The Odd Reason To Consider Storing Your Carrots In Sand

Sand isn't only great for putting your feet into at the beach. It also helps to store and preserve some vegetables like carrots, keeping them in their prime for a surprisingly long time. In case you didn't know, here's a fun fact about carrots: The root vegetable responds best to cool, dark storage spaces, and layers of sand can aid in providing these conditions. It's similar in practice to clamping; root clamps are underground vegetable storage spaces made by digging holes and layering veggies with hay or straw. 

With sand, the material is traditionally used to keep vegetables through the winter, and it works because it helps to control humidity, preventing the veggies from rotting due to too much moisture — or drying out from too little. Properly done, this type of storage will keep your carrots fresh and ready to eat for as long as six months and will keep them crispy too. Veggies stored in a refrigerator, by contrast, remain edible for only three to four weeks. 

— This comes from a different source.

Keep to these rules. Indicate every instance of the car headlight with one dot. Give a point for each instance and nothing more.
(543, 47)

The sand method isn't difficult to arrange, either. The only thing necessary is one or more containers and an appropriate place to store them. A specific type of sand is preferred, however: slightly damp play sand, a product commonly sold at home improvement stores in 50-pound bags.

How to store carrots in sand

Wooden or plastic crates as well as cardboard boxes are suitable for holding carrots in a layer of sand; this trick works for other root vegetables like beets, turnips, and ginger, too. Keeping the container in a cool place is essential though; ideally, a spot where the temperature is above freezing, but below 40 degrees Fahrenheit. High humidity is also preferred, making a basement or garage a good choice.

Before you start filling your containers, however, there is some basic prep work that needs to be done. Although it's not necessary to clean the carrots completely, caked dirt or soil should be brushed off, and the leafy tops (aka fronds or carrot greens) need to be removed. Also, eliminate any carrots that exhibit skin damage (nicks, gouges, and the like), as these are more prone to rotting; in storage, this rotting can spread to healthy specimens as well. 

Leave out for at least two days of air exposure to help cure the skin, and then the carrots are ready to be loaded in their containers with sand. Start with at least a two-inch layer to line the bottom. As you start to layer in the veggies, make sure there is space between each one. Then completely cover with sand. Continue layering in this way until the box or crate has been filled.

Tips for cleaning carrots after a long storage period

It bears noting that, if you plan on storing lots of carrots, a container filled with sand can become very heavy and thus potentially problematic if it needs to be moved. Some people attempt to avoid these difficulties by keeping the containers on four-wheeled dollies, so they can be rolled if necessary. This solution serves another function, too, as boxes or crates should ideally be elevated off the ground during storage. So using a pallet or dedicated mobile dolly is recommended in all cases.

When you're ready to take them out of storage and begin cooking your carrots, make sure you clean them properly first. But wait until just before you're ready to cook them. To clean unpeeled carrots, use a scrub brush and warm water to remove dirt or sand. If peeled, a simple rinse under water should suffice. No soap or cleaner is needed, not even a dedicated produce wash; these items will not only alter the flavor of your carrots but may end up causing gastrointestinal distress as well if they're not carefully washed away and become accidentally ingested.